MPs reverse a decision to raise the Kurdistan flag alongside the Iraqi flag on public buildings in Kirkuk city.

Kirkuk city is home to Kurds, Arabs, Turkmen, and Assyrians, as well as tens of thousands of people fleeing ISIL and Shia militias from other areas of Iraq [Marwan Ibrahim/AFP]

Published in Al Jazeera April 1, 2017. http://www.aljazeera.com/news/2017/04/iraq-parliament-bans-kurdish-flag-kirkuk-170401211858056.html

Iraq’s parliament has rejected a decision to raise the Kurdistan flag alongside the Iraqi flag on public buildings and institutions in Kirkuk city.

Iraqi MPs voted in favour of displaying only the Iraqi flag on Kirkuk’s buildings on Saturday, in a session attended by 186 members of the 328-seat parliament.

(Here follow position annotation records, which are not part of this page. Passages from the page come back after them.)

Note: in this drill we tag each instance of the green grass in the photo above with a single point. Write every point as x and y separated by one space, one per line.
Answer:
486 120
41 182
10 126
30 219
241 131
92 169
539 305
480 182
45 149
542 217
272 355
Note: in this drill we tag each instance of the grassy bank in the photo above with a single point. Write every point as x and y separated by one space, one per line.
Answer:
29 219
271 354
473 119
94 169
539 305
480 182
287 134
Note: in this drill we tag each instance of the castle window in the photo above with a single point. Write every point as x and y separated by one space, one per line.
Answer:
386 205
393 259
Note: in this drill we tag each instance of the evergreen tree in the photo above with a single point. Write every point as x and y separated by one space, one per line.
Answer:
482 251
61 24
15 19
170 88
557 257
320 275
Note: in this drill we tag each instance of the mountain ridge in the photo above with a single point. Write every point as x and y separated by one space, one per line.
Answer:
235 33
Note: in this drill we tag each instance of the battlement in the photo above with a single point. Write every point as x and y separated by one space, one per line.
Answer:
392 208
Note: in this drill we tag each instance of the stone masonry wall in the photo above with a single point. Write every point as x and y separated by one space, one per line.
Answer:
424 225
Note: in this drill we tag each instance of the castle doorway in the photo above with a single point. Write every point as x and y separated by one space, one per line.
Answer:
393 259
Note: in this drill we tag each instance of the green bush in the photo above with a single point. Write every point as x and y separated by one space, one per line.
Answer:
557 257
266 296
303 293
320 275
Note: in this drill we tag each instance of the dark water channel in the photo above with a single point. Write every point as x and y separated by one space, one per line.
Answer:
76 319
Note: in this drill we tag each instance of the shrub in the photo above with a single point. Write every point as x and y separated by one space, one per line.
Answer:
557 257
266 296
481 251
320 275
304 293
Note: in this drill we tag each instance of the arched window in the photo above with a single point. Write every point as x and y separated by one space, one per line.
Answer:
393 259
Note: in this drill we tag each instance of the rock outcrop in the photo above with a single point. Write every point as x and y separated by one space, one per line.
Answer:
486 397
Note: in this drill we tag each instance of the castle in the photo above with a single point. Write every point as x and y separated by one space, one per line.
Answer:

Hasan Turan, an MP for Kirkuk province, told the Anadolu news agency that Kurdish politicians walked out before the vote could take place.

Earlier in the week, the semi-autonomous Kirkuk Provincial Council (KPC) voted in favour of raising the Kurdistan Regional Government’s flag (KRG) alongside Iraqi national flag on public buildings in the city.

However, that vote was vetoed by most Arab and Turkmen members of the KPC.

The issue comes at a time when KRG leader Massoud Barzani has made several remarks on holding a possible referendum on independence.

Kurdish news agency Rudaw reported that members of the KPC are determined to embark on a project aimed at merging Kirkuk with the Kurdistan region’s administration.

“We have collected 22 signatures to renew that demand and present it to the concerned parties in the Kurdistan Region so that they act on it,” Ibrahim Khalil, a Kurdish member of the Council told Rudaw on Friday.

“It is our rightful and constitutional right.”

Kirkuk lies in an oil-rich and ethnically mixed part of Iraq. Control over the city is contested by Kurdish and Iraqi authorities.

Kurdish forces took over the city in 2014 when the Iraqi army fled during ISIL’s summer offensive in northern Iraq.

The city is home to Kurds, Arabs, Turkmen, and Assyrians, as well as tens of thousands of people fleeing the Islamic State of Iraq and the Levant (ISIL, known as ISIS) group and Shia militias from other areas of Iraq.